Under Sikka, Infosys has actually done a lot better than it did under Murthy’s second stint. When Murthy left his one-year executive chairmanship in 2014, Infosys’ quarterly operating profit was around Rs 3,500 crore. Within two years of Sikka taking over, Infosys’ quarterly operating profit had risen nearly 40 per cent to around Rs 4,800 crore.

Murthy’s complaint against the Infosys board and Sikka isn’t of course, about performance. It couldn’t be, because the numbers show that Sikka has turned Infosys around in a way that Murthy in his short second tenure could not. The complaint is two-fold: governance and Sikka’s salary.
The second can be dismissed. Sikka is a US-based CEO and his pay hews to global standards. By those standards, he is not grotesquely overpaid. Satya Nadella, CEO of Microsoft, gets an overall annual package of $18 million.

Sikka’s consolidated $11 million salary package in contrast, includes a base salary of $1 million, a variable, performance-based pay of $3 million, and performance-based stock options and units worth $5 million. Other US-based CEOs obviously, receive far larger pay packets.

Even India-based CEOs like Kalanithi Maran and his wife Kaveri of the Sun TV network, get paid far more (Rs 122 crore or $18 million) than Sikka. For a company like Infosys, which makes profits of over Rs 15,000 crore a year, Sikka’s performance-based salary (unlike Maran’s fixed salary) should be a non-issue. Besides, to compare Murthy’s own modest salary years ago to Sikka’s today, is a red herring.

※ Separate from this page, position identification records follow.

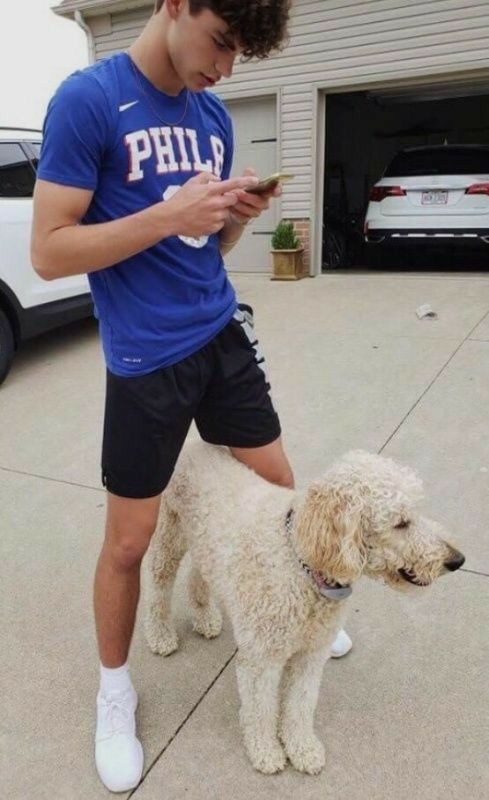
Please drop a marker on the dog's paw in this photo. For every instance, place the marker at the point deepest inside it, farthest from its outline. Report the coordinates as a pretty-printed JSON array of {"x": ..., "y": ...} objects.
[
  {"x": 208, "y": 622},
  {"x": 306, "y": 755},
  {"x": 162, "y": 639},
  {"x": 268, "y": 758}
]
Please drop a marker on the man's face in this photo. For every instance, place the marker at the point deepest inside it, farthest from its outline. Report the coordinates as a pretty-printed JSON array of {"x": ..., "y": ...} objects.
[{"x": 201, "y": 49}]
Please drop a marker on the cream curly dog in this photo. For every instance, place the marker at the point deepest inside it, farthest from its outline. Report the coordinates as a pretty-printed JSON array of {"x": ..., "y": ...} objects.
[{"x": 281, "y": 563}]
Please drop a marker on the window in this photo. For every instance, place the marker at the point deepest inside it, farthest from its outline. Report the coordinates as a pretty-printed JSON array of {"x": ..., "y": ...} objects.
[
  {"x": 16, "y": 174},
  {"x": 442, "y": 161}
]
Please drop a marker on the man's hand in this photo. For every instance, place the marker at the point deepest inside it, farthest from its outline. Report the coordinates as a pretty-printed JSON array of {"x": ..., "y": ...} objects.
[
  {"x": 250, "y": 206},
  {"x": 201, "y": 206}
]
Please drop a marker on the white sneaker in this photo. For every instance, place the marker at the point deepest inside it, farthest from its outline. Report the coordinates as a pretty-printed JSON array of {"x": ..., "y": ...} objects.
[
  {"x": 118, "y": 753},
  {"x": 341, "y": 645}
]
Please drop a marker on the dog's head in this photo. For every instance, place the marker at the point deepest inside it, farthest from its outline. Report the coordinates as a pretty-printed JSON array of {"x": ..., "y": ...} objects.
[{"x": 362, "y": 518}]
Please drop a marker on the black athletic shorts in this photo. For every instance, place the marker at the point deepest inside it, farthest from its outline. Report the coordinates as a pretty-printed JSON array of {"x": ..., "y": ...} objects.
[{"x": 223, "y": 387}]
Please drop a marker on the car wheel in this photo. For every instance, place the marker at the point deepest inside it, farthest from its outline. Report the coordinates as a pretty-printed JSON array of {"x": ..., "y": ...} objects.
[{"x": 7, "y": 346}]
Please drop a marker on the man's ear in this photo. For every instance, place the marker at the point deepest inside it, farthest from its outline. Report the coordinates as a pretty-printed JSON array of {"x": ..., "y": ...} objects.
[{"x": 329, "y": 534}]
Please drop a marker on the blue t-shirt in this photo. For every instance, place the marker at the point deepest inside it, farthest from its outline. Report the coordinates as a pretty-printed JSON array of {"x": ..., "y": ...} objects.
[{"x": 109, "y": 130}]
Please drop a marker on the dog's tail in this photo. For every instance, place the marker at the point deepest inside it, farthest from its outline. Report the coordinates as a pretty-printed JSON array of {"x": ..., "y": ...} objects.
[{"x": 168, "y": 544}]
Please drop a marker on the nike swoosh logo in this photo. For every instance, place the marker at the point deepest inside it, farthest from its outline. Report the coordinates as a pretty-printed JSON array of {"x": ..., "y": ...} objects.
[{"x": 128, "y": 105}]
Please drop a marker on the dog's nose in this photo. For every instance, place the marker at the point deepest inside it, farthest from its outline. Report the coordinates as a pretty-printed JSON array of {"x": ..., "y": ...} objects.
[{"x": 455, "y": 562}]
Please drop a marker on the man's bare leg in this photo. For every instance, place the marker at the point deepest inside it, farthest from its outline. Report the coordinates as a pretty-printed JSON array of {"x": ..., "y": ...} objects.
[{"x": 130, "y": 525}]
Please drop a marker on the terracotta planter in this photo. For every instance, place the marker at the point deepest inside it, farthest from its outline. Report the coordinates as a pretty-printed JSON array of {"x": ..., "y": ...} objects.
[{"x": 287, "y": 265}]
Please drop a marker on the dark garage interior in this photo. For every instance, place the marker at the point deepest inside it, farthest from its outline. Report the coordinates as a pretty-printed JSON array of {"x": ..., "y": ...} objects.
[{"x": 364, "y": 130}]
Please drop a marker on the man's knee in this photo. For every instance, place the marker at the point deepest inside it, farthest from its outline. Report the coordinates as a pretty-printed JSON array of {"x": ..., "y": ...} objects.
[
  {"x": 285, "y": 478},
  {"x": 130, "y": 526},
  {"x": 127, "y": 552}
]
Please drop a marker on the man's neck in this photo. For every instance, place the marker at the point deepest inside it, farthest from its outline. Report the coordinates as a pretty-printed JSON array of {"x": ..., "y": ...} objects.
[{"x": 150, "y": 54}]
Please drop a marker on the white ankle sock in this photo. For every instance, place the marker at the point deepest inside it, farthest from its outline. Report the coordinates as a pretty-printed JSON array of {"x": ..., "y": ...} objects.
[{"x": 114, "y": 680}]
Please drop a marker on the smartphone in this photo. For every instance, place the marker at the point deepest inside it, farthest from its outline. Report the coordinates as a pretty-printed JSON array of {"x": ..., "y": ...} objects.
[{"x": 270, "y": 183}]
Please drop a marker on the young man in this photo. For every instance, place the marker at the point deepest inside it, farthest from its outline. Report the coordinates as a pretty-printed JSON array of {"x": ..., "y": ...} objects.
[{"x": 134, "y": 190}]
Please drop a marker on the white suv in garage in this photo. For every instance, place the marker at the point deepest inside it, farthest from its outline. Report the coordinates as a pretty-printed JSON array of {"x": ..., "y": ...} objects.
[
  {"x": 432, "y": 195},
  {"x": 28, "y": 305}
]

The only real issue for Infosys is governance. Was there wrongdoing in paying former CFO Rajiv Bansal over Rs 17 crore in a severance package (of which Rs + 5.2 crore has so far been disbursed)?

Did it have anything to do with the price Infosys paid to acquire the Israeli automation technology company Panaya Ltd. at an allegedly inflated price of $200 million in February 2015?

The anonymous whistleblower’s email addressed to the Securities and Exchange Board of India (SEBI), which is in the public domain, makes allegations of financial impropriety by the Infosys board: “The Board of Infosys blindly approved the deal,” the email claims.

“The CFO of Infosys at that point of time, Rajiv Bansal, refused to sign off on the deal and in fact, walked out of the discussion during the board meeting to approve this deal.”

The company has said it will probe the complaint: “Regardless of the malicious intent of this anonymous letter, the company will pursue its normal course of action and investigate the charges made.”

Whichever way this story plays out, and wherever the truth lies, Infosys’ reputation has been impaired. What now? For the company, two steps. First, instead of conducting an internal inquiry, hire a forensic audit firm to probe the Panaya deal, make the report public promptly and act decisively on its findings. Second, set up a special governance committee like the audit and remuneration committees to report independently and publicly on key governance issues in the company. Set term limits of five years for board members, including the chairman.

For the founders meanwhile, one step will suffice: move on.